Nearly everyone who has undertaken a heavy-duty cleaning job with a concentrated chemical has likely gasped for air. Your nose, throat and eyes irritated, you realize why product labels recommend ample ventilation and wonder if you might be doing something wrong.
A common and potentially fatal mistake is mixing ammonia and bleach, which produces a deadly gas. “It happens more frequently than you think, especially in our homes,” said Grace Lasker, teaching professor in the University of Washington Bothell’s School of Nursing & Health Studies.
Harsh cleaners also impact the environment when they go down the drain, she said.

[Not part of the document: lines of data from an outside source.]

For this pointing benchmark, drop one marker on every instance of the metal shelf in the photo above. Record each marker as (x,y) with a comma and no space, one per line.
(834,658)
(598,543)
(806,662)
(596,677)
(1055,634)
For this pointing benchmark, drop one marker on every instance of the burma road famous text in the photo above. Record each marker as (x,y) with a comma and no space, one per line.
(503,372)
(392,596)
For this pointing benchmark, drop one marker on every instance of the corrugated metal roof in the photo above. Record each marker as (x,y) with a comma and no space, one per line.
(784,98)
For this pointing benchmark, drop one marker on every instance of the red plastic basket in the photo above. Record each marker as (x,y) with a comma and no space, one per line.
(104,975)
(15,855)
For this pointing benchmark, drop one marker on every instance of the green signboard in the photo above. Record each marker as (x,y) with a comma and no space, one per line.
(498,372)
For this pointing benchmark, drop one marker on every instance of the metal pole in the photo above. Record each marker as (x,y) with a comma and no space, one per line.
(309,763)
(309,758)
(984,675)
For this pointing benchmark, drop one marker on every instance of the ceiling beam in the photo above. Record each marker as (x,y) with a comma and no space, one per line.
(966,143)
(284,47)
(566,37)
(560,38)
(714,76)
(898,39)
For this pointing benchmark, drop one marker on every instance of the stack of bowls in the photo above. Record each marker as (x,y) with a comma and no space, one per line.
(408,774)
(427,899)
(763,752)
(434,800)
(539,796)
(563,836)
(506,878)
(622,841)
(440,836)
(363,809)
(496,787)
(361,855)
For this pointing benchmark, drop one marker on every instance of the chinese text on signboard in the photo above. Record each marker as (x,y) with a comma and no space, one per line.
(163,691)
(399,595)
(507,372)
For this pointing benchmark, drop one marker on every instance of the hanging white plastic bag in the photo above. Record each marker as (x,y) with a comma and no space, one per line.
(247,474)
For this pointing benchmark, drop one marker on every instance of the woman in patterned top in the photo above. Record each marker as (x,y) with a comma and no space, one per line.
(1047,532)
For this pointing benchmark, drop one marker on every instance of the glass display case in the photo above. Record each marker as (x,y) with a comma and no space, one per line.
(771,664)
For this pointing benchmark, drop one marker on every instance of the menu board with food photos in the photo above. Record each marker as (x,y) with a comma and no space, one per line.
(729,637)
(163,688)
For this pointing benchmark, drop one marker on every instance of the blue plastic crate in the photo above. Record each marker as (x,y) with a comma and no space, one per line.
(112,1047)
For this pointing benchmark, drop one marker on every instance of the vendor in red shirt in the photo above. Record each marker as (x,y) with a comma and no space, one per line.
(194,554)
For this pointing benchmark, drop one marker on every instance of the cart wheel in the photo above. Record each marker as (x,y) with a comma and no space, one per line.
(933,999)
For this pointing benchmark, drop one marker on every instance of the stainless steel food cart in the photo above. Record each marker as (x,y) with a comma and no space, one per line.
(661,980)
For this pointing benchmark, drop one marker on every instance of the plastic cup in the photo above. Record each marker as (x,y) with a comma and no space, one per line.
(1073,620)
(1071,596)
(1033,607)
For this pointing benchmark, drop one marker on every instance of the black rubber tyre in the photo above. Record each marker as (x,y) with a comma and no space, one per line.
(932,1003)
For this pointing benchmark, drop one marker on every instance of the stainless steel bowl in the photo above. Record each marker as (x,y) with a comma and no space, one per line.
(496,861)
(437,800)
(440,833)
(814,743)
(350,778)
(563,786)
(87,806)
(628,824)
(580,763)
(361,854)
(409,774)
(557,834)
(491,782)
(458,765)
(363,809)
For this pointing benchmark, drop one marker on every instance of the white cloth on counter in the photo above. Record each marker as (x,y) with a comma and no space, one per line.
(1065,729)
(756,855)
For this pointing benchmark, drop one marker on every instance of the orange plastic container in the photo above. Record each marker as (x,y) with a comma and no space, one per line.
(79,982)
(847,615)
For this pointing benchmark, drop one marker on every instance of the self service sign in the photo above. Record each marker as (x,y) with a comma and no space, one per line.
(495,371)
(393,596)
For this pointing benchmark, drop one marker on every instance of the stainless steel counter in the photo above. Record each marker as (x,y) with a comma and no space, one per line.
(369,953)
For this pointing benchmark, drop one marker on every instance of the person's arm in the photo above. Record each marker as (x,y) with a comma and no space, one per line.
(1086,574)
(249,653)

But while cleanliness is critical, many people don’t realize there are alternative chemicals that are healthier for workers and the planet.
To bring attention to effective alternatives, experts from the University of Washington, a state agency and a nonprofit formed a team to identify and promote safer cleaning methods, starting with food trucks.
Why food trucks? Imagine how difficult it must be for the operators, working in confined spaces and now cleaning more often because of the coronavirus pandemic. Food trucks also are a small business for some immigrant entrepreneurs who could use help meeting health and safety regulations.
The team received an EarthLab grant to create a toolkit of resources called Clean SHiFT (Safety & Health in Food Trucks). EarthLab is a UW initiative that connects the College of the Environment and other UW units in partnerships that take on environmental challenges. The Clean SHiFT project received $49,000 in a 2019-20 grant, which was extended into this year because of the pandemic. The toolkit officially launched this month, said Lasker, one of the project leaders.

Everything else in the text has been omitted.